Just the other day, I listened to a podcast about mobile sensing, where professor Andrew Campbell from the mobile sensing group at Dartmouth College talked about a lot of interesting stuff. In particular, I was captivated by his description of the Neural Phone. Apparently, the idea for it was born when Campbell was out jogging and wanted to be able to phone his wife (or a friend, I don’t remember) without touching the phone. Eventually, he and his group managed to put together an iPhone with a cheap EEG headset so that a particular type of “brain wave”, a so-called P300 potential, could be detected by the headset and used to control the phone. In an app called “Dial Tim”, they demonstrated that you could dial an iPhone contact by thinking (producing a P300 potential) when that person was shown on the phone. A lightweight classifier is used to detect the signal corresponding to the desire to call a certain person. It should be noted that according to this interesting paper, the classifier is still pretty sensitive to the person’s state (sitting, standing etc.)
This opens up possibilities for really wild “mind reading” applications; the authors mention the possibility of sensing the aggregate mood in a room from this kind of neural signals, and also how a foreign language teacher could get real-time statistics on the students’ comprehension from EEG data and thus always know how many of them that actually understood a question.
Of course, there is a sinister aspect to this, namely that stray neural signals “in the wild” could be detected by malicious others. The authors call this scenario, which arises from the way the neural information is transmitted in unencrypted IP packets between iPhones, “neural packets everywhere.”
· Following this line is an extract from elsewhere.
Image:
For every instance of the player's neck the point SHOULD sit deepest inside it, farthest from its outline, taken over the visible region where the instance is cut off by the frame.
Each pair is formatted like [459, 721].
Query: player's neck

Intrigued by this, I looked up some other work that Campbell and his group has done on mobile phones and classification. This paper deals with “Darwin phones”; a framework for “collaborative sensing” and classification using mobile phones. The authors state that to the best of their knowledge, “Darwin is the first system that applies distributed machine learning techniques and collaborative inference concepts to mobile phones.” The paper contains a number of cool ideas, like “model pooling”, where phones that are close to each other can “borrow” trained classification models from each other, and “collaborative inference”, when a group of phones combine the predictions from their respective model to a potentially more robust overall prediction, which is less sensitive to particularities such as background noise specific to each phone’s location. This way of boosting predictions by using different models to reduce noise is reminiscent of how ensemble models are used in machine learning. The concepts of model pooling and collaborative inference are very useful, because it is typically quite time-consuming to train a classification model on a mobile phone; people don’t like to be bothered to provide labels to training examples.
In short, classification on (clusters of) mobile phones seems to be a really interesting problem!
Completely unrelated but still interesting was a recent Economist article about Alibaba, the Chinese site that matches up producers in China with foreign buyers, eliminating middlemen. I had been vaguely aware of this site and sometimes idly wondered about its business model, and here the Economist suggests that the company is sitting on some really valuable data about how creditworthy small companies are, which companies that know each other, and in general how Chinese middle-class people spend their money. It must be an interesting data set for sure.